The Art of Patience and Pitching Heart Healthy Lifestyles from a Cardiac EP | Cardiology Magazine
Profile | Andrew Lawrence, MD, FACC, is a cardiac electrophysiologist (EP) at Illinois Heart and Vascular, which is where he ended up after a long road that ultimately began with sales when he was a young boy. Like most physicians, Lawrence draws on his experiences — and lessons from mentors — when facing the daily challenges of providing quality patient care. Cardiology recently talked with Lawrence about his path to becoming an EP.
Why did you decide to study medicine?
I thrived on the one-on-one interaction with customers and enjoyed helping them find what they needed while selling outdoor gear at a young age. As I entered high school, I intended to be an engineer like my father; however, I soon found that my interests were in biology and chemistry rather than math and physics. My mother encouraged me by facilitating a trip to a research lab where a friend of hers worked. I studied biochemistry and cell biology at the University of California, San Diego, not knowing what I would do after I finished my undergraduate degree. Medicine was a natural fit with my academic interest and involved a love of personal interaction that I have had since I was very young. There is more than a little salesmanship involved in convincing someone to take their health seriously.
How did you become interested in the field of cardiology?
Trial and error. I found that I liked to work with my hands, as well as my mind. Most of the surgical programs that I was familiar with were far too abusive to the trainees. While family practice offered personal interaction and mental stimulation, it didn’t seem to have enough of the high stress situations to which I found myself drawn. Internal medicine had the most options in terms of specialization. Cardiology, in particular, allowed me to use my interest in procedures, research and physical diagnosis. The first day of my EP rotation I was entranced with the technology and realized I had found my calling.
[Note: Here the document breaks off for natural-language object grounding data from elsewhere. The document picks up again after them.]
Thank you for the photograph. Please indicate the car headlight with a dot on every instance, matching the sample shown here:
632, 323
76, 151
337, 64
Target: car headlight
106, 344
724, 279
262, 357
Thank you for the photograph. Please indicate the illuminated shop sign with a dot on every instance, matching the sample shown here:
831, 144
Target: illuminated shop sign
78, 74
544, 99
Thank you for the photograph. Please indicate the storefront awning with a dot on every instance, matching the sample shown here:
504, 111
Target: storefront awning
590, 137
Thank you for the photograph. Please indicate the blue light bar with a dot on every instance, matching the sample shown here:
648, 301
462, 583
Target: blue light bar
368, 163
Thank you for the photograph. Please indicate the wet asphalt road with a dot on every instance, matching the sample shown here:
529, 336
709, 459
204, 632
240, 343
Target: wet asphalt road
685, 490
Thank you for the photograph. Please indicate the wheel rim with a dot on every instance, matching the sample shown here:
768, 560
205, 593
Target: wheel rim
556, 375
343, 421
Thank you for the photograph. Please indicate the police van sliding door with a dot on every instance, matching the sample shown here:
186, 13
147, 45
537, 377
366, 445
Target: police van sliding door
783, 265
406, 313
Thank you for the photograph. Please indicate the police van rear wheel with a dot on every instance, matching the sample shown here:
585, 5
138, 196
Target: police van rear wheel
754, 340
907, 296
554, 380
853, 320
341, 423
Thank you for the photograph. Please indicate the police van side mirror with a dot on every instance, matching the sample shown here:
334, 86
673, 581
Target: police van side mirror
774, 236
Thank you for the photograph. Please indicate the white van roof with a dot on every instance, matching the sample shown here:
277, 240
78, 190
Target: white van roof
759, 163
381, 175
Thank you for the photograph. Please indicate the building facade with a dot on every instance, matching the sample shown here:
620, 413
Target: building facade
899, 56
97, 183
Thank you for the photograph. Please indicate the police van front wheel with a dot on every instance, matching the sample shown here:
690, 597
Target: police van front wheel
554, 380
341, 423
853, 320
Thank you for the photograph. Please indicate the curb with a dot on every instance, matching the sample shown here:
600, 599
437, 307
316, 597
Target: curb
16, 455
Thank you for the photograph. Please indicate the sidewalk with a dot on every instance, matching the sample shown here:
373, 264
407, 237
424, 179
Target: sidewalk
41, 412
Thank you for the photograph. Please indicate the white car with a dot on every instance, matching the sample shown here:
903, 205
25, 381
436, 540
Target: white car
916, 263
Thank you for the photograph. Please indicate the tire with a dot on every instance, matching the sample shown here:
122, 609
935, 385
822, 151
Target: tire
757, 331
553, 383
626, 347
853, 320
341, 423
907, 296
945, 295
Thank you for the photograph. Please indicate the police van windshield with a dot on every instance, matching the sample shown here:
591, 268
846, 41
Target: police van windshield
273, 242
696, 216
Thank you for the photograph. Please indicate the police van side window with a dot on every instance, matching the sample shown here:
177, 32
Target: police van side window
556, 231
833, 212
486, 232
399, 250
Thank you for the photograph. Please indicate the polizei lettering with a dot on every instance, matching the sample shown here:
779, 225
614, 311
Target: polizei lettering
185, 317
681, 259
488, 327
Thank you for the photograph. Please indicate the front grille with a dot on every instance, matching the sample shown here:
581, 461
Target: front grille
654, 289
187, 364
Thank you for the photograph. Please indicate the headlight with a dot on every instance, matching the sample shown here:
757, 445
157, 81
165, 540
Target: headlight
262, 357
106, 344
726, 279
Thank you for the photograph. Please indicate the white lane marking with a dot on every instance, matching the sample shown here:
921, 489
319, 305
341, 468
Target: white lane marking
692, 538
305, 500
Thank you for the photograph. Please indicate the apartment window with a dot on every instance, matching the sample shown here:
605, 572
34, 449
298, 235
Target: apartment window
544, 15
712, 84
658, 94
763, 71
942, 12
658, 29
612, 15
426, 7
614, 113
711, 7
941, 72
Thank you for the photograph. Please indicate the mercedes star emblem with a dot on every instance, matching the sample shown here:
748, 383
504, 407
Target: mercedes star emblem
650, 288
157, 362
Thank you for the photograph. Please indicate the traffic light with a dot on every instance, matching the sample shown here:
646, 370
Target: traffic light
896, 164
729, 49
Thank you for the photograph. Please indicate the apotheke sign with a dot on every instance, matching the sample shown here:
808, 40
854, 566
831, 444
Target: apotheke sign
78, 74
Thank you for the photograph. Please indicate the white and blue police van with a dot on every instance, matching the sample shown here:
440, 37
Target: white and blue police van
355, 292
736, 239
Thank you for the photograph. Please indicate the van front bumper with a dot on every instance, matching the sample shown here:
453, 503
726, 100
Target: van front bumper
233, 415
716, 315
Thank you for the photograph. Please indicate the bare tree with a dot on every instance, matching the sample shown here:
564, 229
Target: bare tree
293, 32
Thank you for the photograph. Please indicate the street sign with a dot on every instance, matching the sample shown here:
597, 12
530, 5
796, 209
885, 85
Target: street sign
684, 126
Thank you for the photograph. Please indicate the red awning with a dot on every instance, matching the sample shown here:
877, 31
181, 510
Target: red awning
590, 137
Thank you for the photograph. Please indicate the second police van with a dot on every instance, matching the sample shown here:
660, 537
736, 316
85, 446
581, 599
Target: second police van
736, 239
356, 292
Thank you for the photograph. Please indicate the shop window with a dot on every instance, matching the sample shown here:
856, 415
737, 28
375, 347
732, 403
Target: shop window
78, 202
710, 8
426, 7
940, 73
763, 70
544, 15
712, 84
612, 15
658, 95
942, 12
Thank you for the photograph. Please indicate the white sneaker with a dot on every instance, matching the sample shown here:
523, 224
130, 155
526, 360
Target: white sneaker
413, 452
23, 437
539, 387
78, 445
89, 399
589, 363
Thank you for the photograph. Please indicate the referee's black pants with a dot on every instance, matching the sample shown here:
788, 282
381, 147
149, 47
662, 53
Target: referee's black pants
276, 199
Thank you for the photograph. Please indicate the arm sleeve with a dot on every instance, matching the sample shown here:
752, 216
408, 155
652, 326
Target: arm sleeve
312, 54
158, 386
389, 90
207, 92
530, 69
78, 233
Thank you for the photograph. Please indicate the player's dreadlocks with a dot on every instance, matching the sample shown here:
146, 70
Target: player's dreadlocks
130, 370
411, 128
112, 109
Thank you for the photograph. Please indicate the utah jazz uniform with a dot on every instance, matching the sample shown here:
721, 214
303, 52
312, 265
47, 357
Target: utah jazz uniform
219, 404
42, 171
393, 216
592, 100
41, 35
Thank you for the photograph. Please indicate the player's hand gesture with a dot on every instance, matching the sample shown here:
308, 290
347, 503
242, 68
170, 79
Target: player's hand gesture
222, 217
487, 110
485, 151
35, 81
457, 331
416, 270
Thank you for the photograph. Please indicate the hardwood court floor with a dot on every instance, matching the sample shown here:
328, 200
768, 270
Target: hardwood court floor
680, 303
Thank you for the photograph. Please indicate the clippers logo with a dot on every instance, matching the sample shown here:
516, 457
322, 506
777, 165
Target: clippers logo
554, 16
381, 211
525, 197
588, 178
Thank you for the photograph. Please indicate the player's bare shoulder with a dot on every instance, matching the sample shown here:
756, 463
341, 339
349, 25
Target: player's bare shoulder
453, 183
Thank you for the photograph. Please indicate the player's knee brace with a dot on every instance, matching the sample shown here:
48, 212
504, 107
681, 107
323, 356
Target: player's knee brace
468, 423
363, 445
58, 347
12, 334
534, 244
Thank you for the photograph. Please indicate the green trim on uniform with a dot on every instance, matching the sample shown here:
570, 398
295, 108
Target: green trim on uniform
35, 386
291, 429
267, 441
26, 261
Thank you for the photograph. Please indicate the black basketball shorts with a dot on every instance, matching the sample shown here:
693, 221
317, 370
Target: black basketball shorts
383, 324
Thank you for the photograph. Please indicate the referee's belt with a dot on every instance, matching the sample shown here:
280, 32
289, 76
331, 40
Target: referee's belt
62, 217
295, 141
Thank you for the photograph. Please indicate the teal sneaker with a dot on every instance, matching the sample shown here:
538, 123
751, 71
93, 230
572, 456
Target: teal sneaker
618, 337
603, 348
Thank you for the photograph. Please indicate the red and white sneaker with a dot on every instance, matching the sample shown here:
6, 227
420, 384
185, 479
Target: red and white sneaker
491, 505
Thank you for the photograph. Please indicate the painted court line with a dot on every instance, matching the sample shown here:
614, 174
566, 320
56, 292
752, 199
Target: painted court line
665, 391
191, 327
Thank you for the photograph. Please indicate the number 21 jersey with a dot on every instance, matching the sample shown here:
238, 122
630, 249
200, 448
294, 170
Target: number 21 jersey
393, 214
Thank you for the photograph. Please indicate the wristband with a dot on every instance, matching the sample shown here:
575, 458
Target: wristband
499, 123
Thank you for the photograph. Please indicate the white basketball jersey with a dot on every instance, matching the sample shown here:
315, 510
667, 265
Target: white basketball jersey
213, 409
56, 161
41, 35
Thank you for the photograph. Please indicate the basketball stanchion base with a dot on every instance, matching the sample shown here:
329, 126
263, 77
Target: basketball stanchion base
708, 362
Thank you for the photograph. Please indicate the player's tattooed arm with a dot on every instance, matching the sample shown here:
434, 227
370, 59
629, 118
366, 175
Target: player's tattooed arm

Do you have a mentor? What qualities does he/she possess?
My EP program director Richard Trohman, MD, FACC, taught me most of what I know about cardiac electrophysiology and quite a bit about life in general. He has the most patience of any teacher I have ever met, and the amazing ability to guide a student to discovery of the answer rather than spoon feeding the information. One of the most memorable things he said to me was “don’t just do something, stand there.” This phrase has taught me to be patient in a field where patience is often required.
What does patient-centered care mean to you?
I often joke about the fact that many of my patients failed to read the textbook before getting sick. A patient-centered approach recognizes the differences among patients in both their presentation and response to treatment. I firmly believe it is essential to address the many ways patients experience the same illness. Individualized diagnosis and treatment ensures that each patient receives the best care possible.
If you could spend a day with anyone, who would it be and why?
W. Proctor Harvey, MD, MACC, was a great teacher and the best physical diagnostician I have ever seen. During my internal medicine residency at Georgetown University, I had the honor of helping gather patients for his auscultation course. It seems that the art of physical examination and thoughtful diagnosis has been phased out by diagnostic testing. it would be great to have a little more time with him. His passing was a great loss to the art of medicine.